Elle se souvient des visios en amont du jour J avec les bénévoles chargés des thématiques billetterie, sécurité, alimentation ou événementiel, avant de distribuer le planning à tout le monde. « On a tellement l’habitude de travailler ensemble que tout roule à chaque match à domicile. » Pour Julie Rodriguez, bénévole en charge de la communication et du marketing, également investie auprès de l’école de rugby et des féminines M14, accueillir une telle finale était une évidence : « On tenait vraiment à recevoir des phases finales et à faire venir du monde au stade. Avec l’équipe, nous avons beaucoup communiqué sur les réseaux sociaux pour relayer l’information, aussi bien à Salles qu’auprès des clubs de Marmande et de Tyrosse. »

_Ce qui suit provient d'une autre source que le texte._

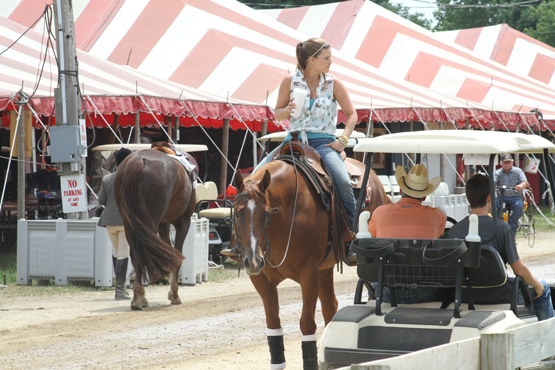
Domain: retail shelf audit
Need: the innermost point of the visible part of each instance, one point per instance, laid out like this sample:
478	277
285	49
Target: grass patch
8	266
228	272
541	223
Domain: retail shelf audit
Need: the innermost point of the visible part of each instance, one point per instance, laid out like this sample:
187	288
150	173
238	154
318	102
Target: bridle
265	222
269	211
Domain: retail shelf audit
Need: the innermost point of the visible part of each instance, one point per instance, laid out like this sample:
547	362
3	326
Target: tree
544	29
464	14
399	9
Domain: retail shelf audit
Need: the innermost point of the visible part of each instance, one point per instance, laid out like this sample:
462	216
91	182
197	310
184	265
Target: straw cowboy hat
416	183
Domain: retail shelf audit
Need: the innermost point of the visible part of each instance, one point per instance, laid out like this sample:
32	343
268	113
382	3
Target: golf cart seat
440	263
208	193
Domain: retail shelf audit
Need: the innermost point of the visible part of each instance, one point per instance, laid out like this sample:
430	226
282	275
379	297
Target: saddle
185	159
308	160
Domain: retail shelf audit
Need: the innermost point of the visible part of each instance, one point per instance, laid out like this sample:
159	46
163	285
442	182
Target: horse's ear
238	180
265	182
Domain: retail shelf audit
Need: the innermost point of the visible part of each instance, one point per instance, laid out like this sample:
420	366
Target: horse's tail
148	252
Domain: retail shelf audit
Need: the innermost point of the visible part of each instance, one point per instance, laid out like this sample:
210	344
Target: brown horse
281	224
153	191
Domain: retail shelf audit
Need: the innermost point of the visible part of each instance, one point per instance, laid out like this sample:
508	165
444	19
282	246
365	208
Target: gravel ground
219	325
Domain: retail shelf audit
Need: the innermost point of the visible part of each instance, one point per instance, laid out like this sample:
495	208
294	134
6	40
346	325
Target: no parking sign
74	194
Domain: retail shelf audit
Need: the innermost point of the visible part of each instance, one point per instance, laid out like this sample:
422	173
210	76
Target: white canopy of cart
365	31
455	142
226	48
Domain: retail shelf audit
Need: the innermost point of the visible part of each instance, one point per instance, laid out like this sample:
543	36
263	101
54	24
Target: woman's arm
342	97
284	103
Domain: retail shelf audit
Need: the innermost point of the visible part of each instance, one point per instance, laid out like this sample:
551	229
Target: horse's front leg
274	332
326	293
139	300
310	283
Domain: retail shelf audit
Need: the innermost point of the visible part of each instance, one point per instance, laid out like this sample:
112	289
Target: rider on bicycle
514	181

Présente depuis trente-cinq ans, Monique est l’une des plus fidèles bénévoles des Rouge et Blanc. Hasard de cette finale à la maison, la FFR lui a remis la médaille du bénévolat : « Je ne m’y attendais pas, avoue-t-elle entre deux notes du célèbre We Are the Champions de Queen qui célèbre les vainqueurs tyrossais. Je suis surtout ravie qu’on ait accueilli une telle finale, qui plus est avec des clubs voisins et amis qui méritaient d’y être. Tout s’est super bien passé niveau organisation. Cela fait aussi rayonner le club et son bassin. »
Sur place, Jordan Roux, vice-président de la FFR en charge du territoire et de la filière jeune, vit, lui, sa première finale de la saison : « Organiser une telle finale dans un club qui est aussi exemplaire à tous points de vue le valorise, lui qui est si généreux et a un lien social fort sur son territoire. Ces phases finales sont l’ADN du rugby, elles permettent aussi de récompenser certains villages et villes accueillants comme Salles. »
Tous les clubs n’ont pas la possibilité d’accueillir des phases finales, certains profitant de l’intersaison pour rénover leurs installations ou refaire leur pelouse. À Salles, le choix a été inverse : les travaux de remplacement du terrain attendront la fin des compétitions. Une façon de faire vivre le présent sans perdre de vue l’avenir, avec l’espoir d’accueillir, demain encore, de grandes affiches et de nouvelles finales.